Rating: Summary: I read this book so you won't have to Review: Whilst this book did not make me physically ill, it has come closer than anything I have ever read. Firstly, the book is interminably long- 890 of the 1050 pages are devoted to the years up to 1963, effectively dealing with the first ten years of Sellers' significant work. The years from 1963 to 1980 (from marriage to Britt Ekland) are rushed through on the excuse that Sellers was basically repeating himself. I suspect that the real reason is that the long suffering publishers balked at the prospect of a further 1,000 pages.
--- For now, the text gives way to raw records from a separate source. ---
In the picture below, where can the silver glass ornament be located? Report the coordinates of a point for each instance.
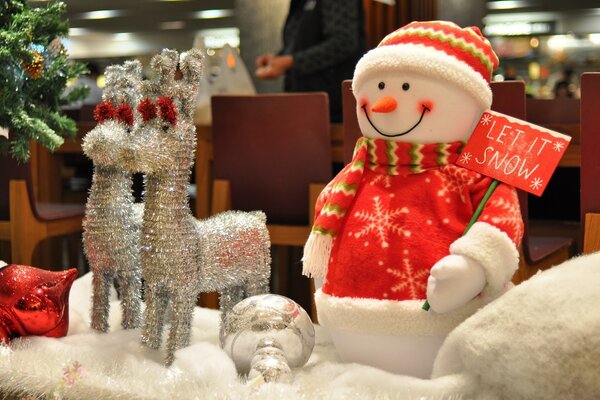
(180, 255)
(268, 335)
(112, 223)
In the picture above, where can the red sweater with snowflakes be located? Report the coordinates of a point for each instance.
(406, 205)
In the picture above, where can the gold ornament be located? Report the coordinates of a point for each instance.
(35, 67)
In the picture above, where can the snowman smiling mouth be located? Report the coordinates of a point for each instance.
(425, 109)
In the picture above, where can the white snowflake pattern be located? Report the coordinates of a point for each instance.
(465, 157)
(414, 282)
(536, 183)
(454, 179)
(558, 146)
(382, 222)
(385, 180)
(486, 119)
(508, 215)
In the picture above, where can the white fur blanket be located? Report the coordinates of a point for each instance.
(540, 340)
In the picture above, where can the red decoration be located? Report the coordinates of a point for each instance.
(104, 111)
(167, 109)
(34, 301)
(124, 113)
(514, 151)
(147, 109)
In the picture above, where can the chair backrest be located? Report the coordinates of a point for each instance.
(271, 147)
(10, 169)
(590, 143)
(350, 121)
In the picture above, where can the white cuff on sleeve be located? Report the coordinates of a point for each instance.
(494, 250)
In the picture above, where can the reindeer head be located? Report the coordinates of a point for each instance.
(114, 115)
(164, 140)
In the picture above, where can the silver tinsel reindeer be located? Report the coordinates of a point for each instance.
(112, 221)
(182, 256)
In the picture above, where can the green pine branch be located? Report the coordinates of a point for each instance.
(29, 105)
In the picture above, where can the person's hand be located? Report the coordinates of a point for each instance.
(454, 281)
(269, 67)
(263, 60)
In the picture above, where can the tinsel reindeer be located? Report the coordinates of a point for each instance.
(182, 256)
(112, 221)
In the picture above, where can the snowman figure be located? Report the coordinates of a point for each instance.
(388, 232)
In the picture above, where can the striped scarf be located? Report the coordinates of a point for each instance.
(380, 156)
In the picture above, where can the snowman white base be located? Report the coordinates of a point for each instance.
(399, 337)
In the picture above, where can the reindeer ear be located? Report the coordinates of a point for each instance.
(104, 111)
(167, 109)
(147, 109)
(133, 68)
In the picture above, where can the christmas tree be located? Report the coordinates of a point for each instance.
(34, 70)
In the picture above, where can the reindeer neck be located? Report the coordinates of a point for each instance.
(111, 186)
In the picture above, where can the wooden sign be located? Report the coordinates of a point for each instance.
(514, 151)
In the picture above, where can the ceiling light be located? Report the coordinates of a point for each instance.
(101, 14)
(168, 25)
(211, 14)
(507, 4)
(78, 31)
(122, 36)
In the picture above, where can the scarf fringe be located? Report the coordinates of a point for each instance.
(316, 255)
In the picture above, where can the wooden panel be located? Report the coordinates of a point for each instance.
(591, 237)
(4, 230)
(590, 143)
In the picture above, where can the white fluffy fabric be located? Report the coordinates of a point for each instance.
(494, 251)
(539, 340)
(389, 317)
(116, 366)
(316, 255)
(426, 61)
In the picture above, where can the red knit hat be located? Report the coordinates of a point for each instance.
(441, 49)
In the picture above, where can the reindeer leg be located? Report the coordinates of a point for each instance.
(229, 297)
(101, 284)
(182, 309)
(131, 286)
(259, 283)
(157, 301)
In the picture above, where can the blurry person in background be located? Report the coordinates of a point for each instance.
(563, 88)
(322, 41)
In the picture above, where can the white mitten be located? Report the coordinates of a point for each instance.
(454, 281)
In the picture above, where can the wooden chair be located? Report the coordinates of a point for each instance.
(272, 152)
(590, 167)
(537, 252)
(25, 222)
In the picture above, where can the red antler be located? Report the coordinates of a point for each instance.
(147, 109)
(124, 113)
(104, 111)
(167, 109)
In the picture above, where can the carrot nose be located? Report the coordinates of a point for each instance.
(385, 104)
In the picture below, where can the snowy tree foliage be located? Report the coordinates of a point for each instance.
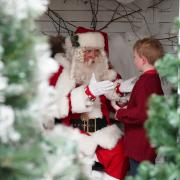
(26, 100)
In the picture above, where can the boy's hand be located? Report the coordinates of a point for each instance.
(126, 86)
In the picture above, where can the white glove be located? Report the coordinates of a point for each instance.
(99, 88)
(126, 86)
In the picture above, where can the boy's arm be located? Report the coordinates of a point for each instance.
(135, 115)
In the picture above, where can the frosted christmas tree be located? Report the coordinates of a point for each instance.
(26, 100)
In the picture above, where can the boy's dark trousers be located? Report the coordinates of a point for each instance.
(133, 167)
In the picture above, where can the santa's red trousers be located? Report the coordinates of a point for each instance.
(114, 161)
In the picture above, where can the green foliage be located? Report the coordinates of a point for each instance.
(30, 156)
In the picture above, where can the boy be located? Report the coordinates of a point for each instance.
(137, 147)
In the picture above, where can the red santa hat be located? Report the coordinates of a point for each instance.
(92, 38)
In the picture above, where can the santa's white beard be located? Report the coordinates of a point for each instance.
(83, 70)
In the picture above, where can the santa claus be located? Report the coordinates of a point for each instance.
(84, 84)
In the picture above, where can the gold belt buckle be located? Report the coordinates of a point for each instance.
(85, 118)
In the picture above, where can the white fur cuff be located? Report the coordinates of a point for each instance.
(108, 136)
(79, 101)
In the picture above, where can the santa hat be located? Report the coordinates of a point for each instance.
(91, 39)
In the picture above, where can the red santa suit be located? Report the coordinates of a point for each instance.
(74, 104)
The most infuriating thing is that having laboured through the author's endless deviations and detours (is anyone interested in 4 pages on Lewis' views of the non-Sellers Kubrick films), he explains finally that the style was deliberately artful, and that he had inserted a fallible narrator into the text. Whilst this may be a thrilling joke for anyone reading for a degree in English, it is too glib and does not excuse Lewis' appalling writing style. Not since Will Self has an author so delighted in obscure words; the book is padded with endless footnotes and agents' letters (most of which are simply source material and not interested other than to an entertainment lawyer. Lewis' insertion of his own opinions and 'goonish' sense of humour grates more than I can describe. Lewis's essential point is that Sellers was a mother-loving monster who was dreadful to his family and anyone he worked with. Repetition adds little, and the organisation of the book is so chaotic that I began to feel as if I had read the plot of 'Being There' over ten times by the end of this book. Sheer bloody mindedness got me through this mess of a book. How it ever came to be published is beyond me. It is a testament to the arrogance of the author and the feebleness of the editor (was there one?) to control this beast.